Le Congrès national africain (ANC) se réunit à partir de samedi pour élire un successeur à M. Zuma, qui le dirige depuis dix ans. Cette conférence se déroule dans un climat de vives tensions, nourries par les graves accusations de corruption qui visent depuis des années le chef de l'Etat.
Membre d'un groupe de vétérans du combat contre l'apartheid, Sipho Pityana, 58 ans, est l'un des plus féroces pourfendeurs du chef de l'Etat.
Aujourd'hui reconverti avec succès dans les affaires, cet ancien haut fonctionnaire qui a servi sous les présidents Mandela et Thabo Mbeki ne mâche pas ses mots.

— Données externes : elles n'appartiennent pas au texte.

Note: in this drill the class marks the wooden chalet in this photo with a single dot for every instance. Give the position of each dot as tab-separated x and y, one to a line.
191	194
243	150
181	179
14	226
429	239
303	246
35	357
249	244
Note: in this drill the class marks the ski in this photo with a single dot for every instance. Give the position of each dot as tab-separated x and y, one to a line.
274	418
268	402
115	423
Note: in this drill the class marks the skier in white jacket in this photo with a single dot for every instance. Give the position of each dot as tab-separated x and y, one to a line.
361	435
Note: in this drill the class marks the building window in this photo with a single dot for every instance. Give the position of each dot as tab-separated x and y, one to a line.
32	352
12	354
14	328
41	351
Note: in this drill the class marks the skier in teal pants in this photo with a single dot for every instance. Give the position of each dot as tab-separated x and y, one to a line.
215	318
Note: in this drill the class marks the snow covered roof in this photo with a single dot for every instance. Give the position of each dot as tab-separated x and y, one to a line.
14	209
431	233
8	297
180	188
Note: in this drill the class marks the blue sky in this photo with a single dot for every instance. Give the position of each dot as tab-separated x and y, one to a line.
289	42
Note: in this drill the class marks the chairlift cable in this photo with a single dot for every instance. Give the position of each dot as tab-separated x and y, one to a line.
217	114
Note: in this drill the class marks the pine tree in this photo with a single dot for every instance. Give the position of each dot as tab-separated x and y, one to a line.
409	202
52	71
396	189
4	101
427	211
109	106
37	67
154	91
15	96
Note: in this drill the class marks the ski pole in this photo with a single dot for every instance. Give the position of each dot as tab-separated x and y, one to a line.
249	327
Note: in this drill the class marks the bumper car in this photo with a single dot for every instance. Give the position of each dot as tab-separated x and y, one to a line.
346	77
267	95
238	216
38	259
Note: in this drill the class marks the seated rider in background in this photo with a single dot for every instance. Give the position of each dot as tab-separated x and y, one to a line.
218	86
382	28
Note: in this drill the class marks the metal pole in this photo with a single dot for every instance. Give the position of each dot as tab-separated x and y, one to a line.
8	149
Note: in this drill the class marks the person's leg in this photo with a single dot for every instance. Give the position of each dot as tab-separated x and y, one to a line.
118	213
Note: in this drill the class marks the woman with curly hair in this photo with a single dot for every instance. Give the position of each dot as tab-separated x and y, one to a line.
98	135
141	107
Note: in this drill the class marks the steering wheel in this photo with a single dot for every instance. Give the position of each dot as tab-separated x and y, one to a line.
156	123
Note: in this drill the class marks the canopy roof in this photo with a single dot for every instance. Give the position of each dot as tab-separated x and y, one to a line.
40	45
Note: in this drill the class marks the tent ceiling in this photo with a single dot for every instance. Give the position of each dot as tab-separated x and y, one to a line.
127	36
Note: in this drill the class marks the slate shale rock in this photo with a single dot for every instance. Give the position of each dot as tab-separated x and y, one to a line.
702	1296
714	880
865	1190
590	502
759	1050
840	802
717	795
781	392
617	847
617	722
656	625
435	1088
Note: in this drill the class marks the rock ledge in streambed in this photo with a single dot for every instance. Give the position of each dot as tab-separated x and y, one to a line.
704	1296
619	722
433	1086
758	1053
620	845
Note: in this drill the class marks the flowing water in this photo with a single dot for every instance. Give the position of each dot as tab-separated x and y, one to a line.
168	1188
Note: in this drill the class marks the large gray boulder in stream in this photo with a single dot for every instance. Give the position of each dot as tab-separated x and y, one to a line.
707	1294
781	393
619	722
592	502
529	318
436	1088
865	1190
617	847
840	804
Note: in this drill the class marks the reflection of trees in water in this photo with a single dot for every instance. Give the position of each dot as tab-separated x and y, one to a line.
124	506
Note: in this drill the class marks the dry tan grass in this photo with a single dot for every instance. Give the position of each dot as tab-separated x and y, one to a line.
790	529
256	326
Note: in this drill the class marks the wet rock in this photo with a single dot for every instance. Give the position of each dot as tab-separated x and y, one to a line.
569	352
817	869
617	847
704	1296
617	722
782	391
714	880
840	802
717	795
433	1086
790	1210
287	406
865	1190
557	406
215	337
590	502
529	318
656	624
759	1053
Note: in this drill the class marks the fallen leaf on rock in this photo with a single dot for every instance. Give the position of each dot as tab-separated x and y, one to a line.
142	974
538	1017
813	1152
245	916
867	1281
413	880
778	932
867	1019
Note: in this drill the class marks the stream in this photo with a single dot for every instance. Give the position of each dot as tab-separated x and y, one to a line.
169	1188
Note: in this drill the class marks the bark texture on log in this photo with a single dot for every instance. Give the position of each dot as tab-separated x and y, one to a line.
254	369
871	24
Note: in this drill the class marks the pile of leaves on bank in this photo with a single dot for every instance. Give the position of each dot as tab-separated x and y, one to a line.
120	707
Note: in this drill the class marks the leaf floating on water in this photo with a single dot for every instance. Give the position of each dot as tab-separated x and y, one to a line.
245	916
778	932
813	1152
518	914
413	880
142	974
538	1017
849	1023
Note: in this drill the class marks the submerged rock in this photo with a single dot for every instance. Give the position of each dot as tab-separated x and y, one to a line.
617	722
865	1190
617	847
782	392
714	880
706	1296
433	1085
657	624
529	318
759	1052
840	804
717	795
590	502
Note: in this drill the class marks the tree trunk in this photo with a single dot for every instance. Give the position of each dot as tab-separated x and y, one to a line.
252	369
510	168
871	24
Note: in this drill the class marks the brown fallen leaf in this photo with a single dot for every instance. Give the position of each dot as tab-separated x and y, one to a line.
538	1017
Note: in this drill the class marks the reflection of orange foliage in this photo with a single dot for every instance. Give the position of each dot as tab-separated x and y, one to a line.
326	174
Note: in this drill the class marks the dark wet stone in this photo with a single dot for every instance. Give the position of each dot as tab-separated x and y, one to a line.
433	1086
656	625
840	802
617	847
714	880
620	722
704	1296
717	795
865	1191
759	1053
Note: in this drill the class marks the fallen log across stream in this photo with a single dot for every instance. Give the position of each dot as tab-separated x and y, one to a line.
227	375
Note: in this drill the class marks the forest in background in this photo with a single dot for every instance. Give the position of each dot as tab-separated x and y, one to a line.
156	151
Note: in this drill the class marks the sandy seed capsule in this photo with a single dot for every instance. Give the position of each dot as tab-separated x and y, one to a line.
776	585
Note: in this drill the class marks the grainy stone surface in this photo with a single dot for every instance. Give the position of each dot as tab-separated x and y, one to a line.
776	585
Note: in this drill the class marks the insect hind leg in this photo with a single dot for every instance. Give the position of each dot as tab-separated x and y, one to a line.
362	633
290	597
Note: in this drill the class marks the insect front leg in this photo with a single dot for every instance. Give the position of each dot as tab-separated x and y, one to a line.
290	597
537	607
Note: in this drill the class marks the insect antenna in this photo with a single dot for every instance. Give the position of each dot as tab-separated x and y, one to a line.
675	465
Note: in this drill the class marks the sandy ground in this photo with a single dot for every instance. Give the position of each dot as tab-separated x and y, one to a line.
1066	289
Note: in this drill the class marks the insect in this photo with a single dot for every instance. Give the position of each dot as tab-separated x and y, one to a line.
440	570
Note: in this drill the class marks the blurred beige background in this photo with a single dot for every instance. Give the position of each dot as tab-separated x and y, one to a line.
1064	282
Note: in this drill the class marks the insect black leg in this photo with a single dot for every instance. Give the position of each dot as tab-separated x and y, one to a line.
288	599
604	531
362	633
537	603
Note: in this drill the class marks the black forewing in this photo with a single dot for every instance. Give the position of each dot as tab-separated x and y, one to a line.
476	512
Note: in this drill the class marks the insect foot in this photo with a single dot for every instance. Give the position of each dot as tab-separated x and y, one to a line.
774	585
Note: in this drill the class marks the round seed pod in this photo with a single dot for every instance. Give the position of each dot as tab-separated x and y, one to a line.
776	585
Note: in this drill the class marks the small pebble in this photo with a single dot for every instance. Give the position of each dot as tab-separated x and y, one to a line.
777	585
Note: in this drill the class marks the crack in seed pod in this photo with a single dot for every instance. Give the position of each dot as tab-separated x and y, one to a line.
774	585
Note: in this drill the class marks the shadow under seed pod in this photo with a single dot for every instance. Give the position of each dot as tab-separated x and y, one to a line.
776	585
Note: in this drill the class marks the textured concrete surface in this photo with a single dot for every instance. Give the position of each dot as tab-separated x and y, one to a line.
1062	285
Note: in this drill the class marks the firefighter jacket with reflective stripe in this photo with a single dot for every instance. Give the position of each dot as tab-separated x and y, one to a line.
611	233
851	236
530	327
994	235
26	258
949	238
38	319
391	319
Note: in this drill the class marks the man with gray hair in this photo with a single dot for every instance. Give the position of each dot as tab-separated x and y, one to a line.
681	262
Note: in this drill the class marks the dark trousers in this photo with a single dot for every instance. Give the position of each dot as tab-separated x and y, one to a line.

Il juge "honteux" que l'ANC n'ait pas débarqué M. Zuma plus tôt.
"Le parti doit reconnaître qu'il est moralement en faillite et corrompu jusqu'à la moelle", déclare à l'AFP M. Pityana. "Réparer les dégâts (causés par Zuma) va nous prendre des années."
Comme cet éminent patron, de nombreux anciens ont abouti à la même conclusion.
- 'Démission' -
Détournements de fonds publics, pots-de-vin, trafic d'influence, les pratiques reprochées à Jacob Zuma ont fini par déteindre sur son parti, au point de menacer le pouvoir sans partage qu'il exerce sur l'Afrique du Sud depuis la chute officielle du régime d'apartheid en 1994.
L'an dernier, l'ANC a enregistré son revers électoral le plus sérieux en cédant le contrôle à une coalition de l'opposition des municipalités symboliques de Johannesburg, la plus grande ville du pays, et de Pretoria, sa capitale.
Un avant-goût, se sont inquiétés nombre de ses membres, de la défaite encore plus cuisante qui les menace lors des élections générales de 2019 si rien n'est fait pour "corriger" le parti.
Les grands noms de la lutte dite de "libération" ont été les premiers à tirer le signal d'alarme.
Dès 2016, Ahmed Kathrada, aujourd'hui décédé, avait publiquement appelé àla démission du "camarade président", dont le second mandat présidentiel expire en 2019. "Ne pensez-vous pas que rester président va contribuer à aggraver la crise de confiance dans le gouvernement du pays ?", avait-il écrit.
Après un remaniement ministériel très contesté en mars dernier, d'autres compagnons de route de Mandela lui ont emboîté le pas. "La décision de démettre le président n'a que trop tardé", lance alors l'ancien dirigeant étudiant Murphy Morobe.
Sans surprise, leurs appels sont restés vains.
Le "cas" Zuma a nourri des discussions enflammées au sein de la direction du parti. En août, une trentaine de députés de l'ANC ont même franchi le pas en votant pour la première fois en faveur de la destitution du chef de l'Etat.
Mais rien n'y a fait. Le président "Teflon", fidèle à son sobriquet, est resté solidement accroché à son siège.
- 'Ennemi intérieur' -
Sûr de lui, Jacob Zuma ne manque plus aucune occasion de renvoyer lui-même les "anciens" dans les cordes. "Ces gens se targuent de défendre les valeurs et de comprendre l'ANC", a-t-il récemment raillé, "mais les sections locales qui font cette organisation, ici, pensent qu'ils ne sont rien".
"L'ANC est à nous", lui a rétorqué l'ancien chef de l'aile militaire du parti, le général Siphiwe Nyanda.
Lui et ses pairs espèrent encore que la conférence qui débute samedi sera l'occasion de "sauver" leur parti.
La plupart ont pris fait et cause pour le vice-président Cyril Ramaphosa contre l'ex-épouse du président, Nkosazana Dlamini Zuma, dont la victoire signerait, selon eux, l'arrêt de mort du "glorieux mouvement" célébré par Mandela.
Cette semaine, les "anciens" ont une nouvelle fois publiquement fustigé la "trahison" des idéaux de l'ANC par son chef actuel.
"Nous observons que l'actuelle direction de l'ANC est paralysée et incapable de traiter l'indiscipline, l'incompétence et la corruption qui affectent ses plus hauts rangs", ont-ils déploré dans une lettre ouverte.
Ancien proche conseiller de l'ex-président Mbeki, Frank Chikane se désespère de la lente décadence morale du parti.
"Ce que vous voyez, ce n'est pas l'ANC", assure-t-il à l'AFP. "Je suis fier de l'histoire de l'ANC, mais je ne suis vraiment pas fier d'être membre d'un ANC dirigé par cette clique".
"Dans le passé, nous pensions que l'ennemi était à l'extérieur", conclut-il, amer. "Aujourd'hui il est à l'intérieur."